Textutil can determine .txt encoding automatically?

KniazidisR · July 14, 2023, 12:17pm

Hello,

The “textutil” utility is known to be good at converting text files from one encoding to another. The general syntax of the decoding process is as follows:

do shell script "/usr/bin/textutil -convert txt -encoding UTF-16 -inputencoding windows-1256 " & quoted form of POSIX path of (choose file)

The man-page of this utility says that if you do not specify the “-inputencoding” option, then the command will determine the encoding of the source text file itself, from its BOM:

do shell script "/usr/bin/textutil -convert txt -encoding UTF-16 " & quoted form of POSIX path of (choose file)

chrillek · July 14, 2023, 12:20pm

And then there’s iconv, the classic Unix tool.

KniazidisR · July 14, 2023, 12:38pm

Thank you,

I know this utility too, but I am interested in the automatic (programmatic) definition of the original text encoding.

Does textutil determine the source encoding STABLY?
Is it possible to get the result of its definition from textutil in a script - i.e. the found SOURCE ENCODING itself?

chrillek · July 14, 2023, 12:58pm

There are fastestEncoding and smallestEncoding properties in NSString objects.

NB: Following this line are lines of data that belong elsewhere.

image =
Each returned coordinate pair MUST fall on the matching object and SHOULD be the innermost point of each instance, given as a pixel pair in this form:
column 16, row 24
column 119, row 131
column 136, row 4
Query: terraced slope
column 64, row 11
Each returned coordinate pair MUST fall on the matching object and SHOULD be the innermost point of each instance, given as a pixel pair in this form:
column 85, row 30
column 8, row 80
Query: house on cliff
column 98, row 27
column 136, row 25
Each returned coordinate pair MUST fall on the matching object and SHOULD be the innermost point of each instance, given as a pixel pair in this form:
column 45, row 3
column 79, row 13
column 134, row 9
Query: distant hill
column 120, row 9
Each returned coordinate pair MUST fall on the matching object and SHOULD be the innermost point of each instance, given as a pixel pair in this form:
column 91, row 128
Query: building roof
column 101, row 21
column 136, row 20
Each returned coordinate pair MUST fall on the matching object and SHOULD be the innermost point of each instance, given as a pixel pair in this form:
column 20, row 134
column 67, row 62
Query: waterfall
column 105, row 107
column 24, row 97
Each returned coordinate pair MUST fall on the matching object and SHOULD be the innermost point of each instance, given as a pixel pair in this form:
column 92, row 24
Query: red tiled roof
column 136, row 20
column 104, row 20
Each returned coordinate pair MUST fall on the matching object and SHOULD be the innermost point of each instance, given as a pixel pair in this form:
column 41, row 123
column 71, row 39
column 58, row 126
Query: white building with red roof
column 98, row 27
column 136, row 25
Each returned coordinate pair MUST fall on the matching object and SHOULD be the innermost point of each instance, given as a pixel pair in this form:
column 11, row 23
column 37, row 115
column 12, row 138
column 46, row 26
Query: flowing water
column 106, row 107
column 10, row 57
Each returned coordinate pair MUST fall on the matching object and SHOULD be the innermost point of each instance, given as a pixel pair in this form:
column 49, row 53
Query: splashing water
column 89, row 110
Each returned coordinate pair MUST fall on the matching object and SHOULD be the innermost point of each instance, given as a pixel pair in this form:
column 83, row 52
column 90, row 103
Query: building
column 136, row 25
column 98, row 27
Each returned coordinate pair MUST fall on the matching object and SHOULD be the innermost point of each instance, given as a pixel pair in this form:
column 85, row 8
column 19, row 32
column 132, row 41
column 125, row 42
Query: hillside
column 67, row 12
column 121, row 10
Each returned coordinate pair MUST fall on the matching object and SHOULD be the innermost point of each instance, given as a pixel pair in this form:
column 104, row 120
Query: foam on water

And the method
stringWithContentsOfFile:usedEncoding:error:
which is probably what TextUtil uses (no guarantees, though)

Perhaps this helps: Reading Strings From and Writing Strings To Files and URLs

And the man page of textutil has this to say:

by default, a file’s encoding will be determined from its BOM

which is … interesting. It simply means (I think) that if there’s a BOM in the file, it is used to determine the encoding (for which no one would need a CLI tool like that). The interesting question remains: What happens if there is no BOM?

I just saved a short text file from TextEdit, once with UTF-8 and once with UTF-16. Both variants didn’t contain a BOM, and textutil -info didn’t say anything about the encoding. I don’t know if -info does so, if there’s a BOM, though.

I also tried with an HTML file that has a meta charset=utf8 element, and textutil didn’t say anything abouth the encoding with -info. And it does apparently detect that (or just assume it?), since the conversion to Latin-1 works as expected, including a new charset attribute.

KniazidisR · July 14, 2023, 3:43pm

Why am I interested in this. Because it seems to me that textutil uses some kind of “cunning” algorithm to determine the file encoding. Similar to the NoteBook application on Windows systems.

I would be interested to know if this utility always successfully encodes a file with an unspecified source file encoding? Has anyone come across a case where textutil would fail to transcode a file successfully?

If textutil, like NoteBook, always recognizes correctly, then it would be ideal if this recognized encoding is obtained.

Shane_Stanley · July 14, 2023, 11:41pm

I suspect -initWithURL:options:documentAttributes:error: from NSAttributedString is more likely. Then it could output other formats. Back in the days when the code for TextEdit was published, it used something like that too.

Piyomaru · July 15, 2023, 3:03am

I wrote Automatic text encoding detection AppleScript in 5 years ago.
It works for Japanese text files.

http://piyocast.com/as/archives/1014

CJK · July 15, 2023, 9:08pm

With respect to command line tools, the text encoding of a file can be obtained like so:

file --brief --mime-encoding -- <path>

dedalus · September 13, 2024, 5:06am

Or simply using command file with capital “I” :

file -I <path>
/Users/apple/Desktop/myFile.rtf: text/rtf; charset=us-ascii